One of the trickiest leaks found was in a tidal flat, where customers were served nearby. The pipe composition was 25-year-old, 12-inch, high density polyethylene (HDPE) crossing the tidal flat and submerged during high tide, but partially exposed during low tide. When this likely leak location was revealed using ASTERRA satellite technology, there were no previous indications of a problem. This portion of pipeline was served by a booster station and an elevated tank near the tidal flat crossing and the upper Floridian Aquifer well.
The BOTG inspection of this tidal flat likely leak location occurred during low tide for optimum ability to view the status unobscured by the flow of water. No acoustic leak detection listening points were available due to the location. The visual inspection showed animal footprints leading to the location. An aerial view of the topography using an Esri field map revealed a blue lagoon.
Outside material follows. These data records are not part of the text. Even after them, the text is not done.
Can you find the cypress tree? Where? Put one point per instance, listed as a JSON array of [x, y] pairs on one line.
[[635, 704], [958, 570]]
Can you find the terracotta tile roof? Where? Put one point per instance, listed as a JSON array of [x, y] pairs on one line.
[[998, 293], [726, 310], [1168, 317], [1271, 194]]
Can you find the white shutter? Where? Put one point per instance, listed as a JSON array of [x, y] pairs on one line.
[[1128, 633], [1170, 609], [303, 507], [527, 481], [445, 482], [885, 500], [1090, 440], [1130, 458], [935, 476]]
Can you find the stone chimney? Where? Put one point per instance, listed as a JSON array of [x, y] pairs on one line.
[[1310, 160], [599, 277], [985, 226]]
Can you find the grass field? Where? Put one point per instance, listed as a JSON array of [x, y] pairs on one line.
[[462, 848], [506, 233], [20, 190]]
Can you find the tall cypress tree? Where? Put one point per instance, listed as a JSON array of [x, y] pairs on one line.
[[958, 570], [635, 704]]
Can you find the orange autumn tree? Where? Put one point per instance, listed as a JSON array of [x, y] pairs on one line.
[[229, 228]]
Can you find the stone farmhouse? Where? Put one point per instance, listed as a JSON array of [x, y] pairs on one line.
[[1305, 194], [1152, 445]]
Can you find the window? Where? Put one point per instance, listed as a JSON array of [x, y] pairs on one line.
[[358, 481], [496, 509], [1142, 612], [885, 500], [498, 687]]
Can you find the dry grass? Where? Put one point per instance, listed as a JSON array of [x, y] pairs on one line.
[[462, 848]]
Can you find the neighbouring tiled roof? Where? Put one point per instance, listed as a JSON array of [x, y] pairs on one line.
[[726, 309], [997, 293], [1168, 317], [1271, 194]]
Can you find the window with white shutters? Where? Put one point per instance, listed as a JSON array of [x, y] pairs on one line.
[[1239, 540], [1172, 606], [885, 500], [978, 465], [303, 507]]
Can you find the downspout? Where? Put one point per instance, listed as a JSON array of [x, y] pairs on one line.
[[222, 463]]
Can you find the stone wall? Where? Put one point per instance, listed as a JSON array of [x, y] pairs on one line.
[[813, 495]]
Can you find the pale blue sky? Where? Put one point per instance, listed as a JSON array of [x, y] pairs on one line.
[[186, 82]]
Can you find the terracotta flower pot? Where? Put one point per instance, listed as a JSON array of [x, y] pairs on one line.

Further inspection showed the surfacing of a potable water leak from the 12-inch main pipe and a hole the size of a golf ball.
Leaks like this can be ongoing for years without detection. In viewing old satellite imagery, the leak could have been viewed as early as 2016, but not as early as 2014. Based on the cost of potable water for this utility and an assumed leak flow rate of 700-1000 GPM, the leak was valued at $500,000 per year as a direct cost and a minimum loss to the utility of $1.5 million dollars.
This coastal service district was proactive in looking for leaks, even before ASTERRA’s solution was evaluated and named effective by a California Energy Commission (CEC) comparative study of available solutions for water leak detection. In the report from the CEC study, ASTERRA was selected as an effective leak detection method that saves energy. The solution was also awarded the American Water Works Association’s inaugural Innovation Award, the Better Satellite World Award, and the many other acknowledgements of its effectiveness.
ASTERRA solutions benefit every terrain and corner of the world. ASTERRA solutions support environmental, social, and governance (ESG) goals and United Nations Sustainable Development Goals 6 (clean water and sanitation), 9 (build resilient infrastructure, promote inclusive and sustainable industrialization, and foster innovation), and 13 (combat climate change and its impacts).
In one marshy region, treated water is no longer wasted by flowing into the ocean, and in all the 64 countries where ASTERRA solutions are used, water is conserved and not wasted.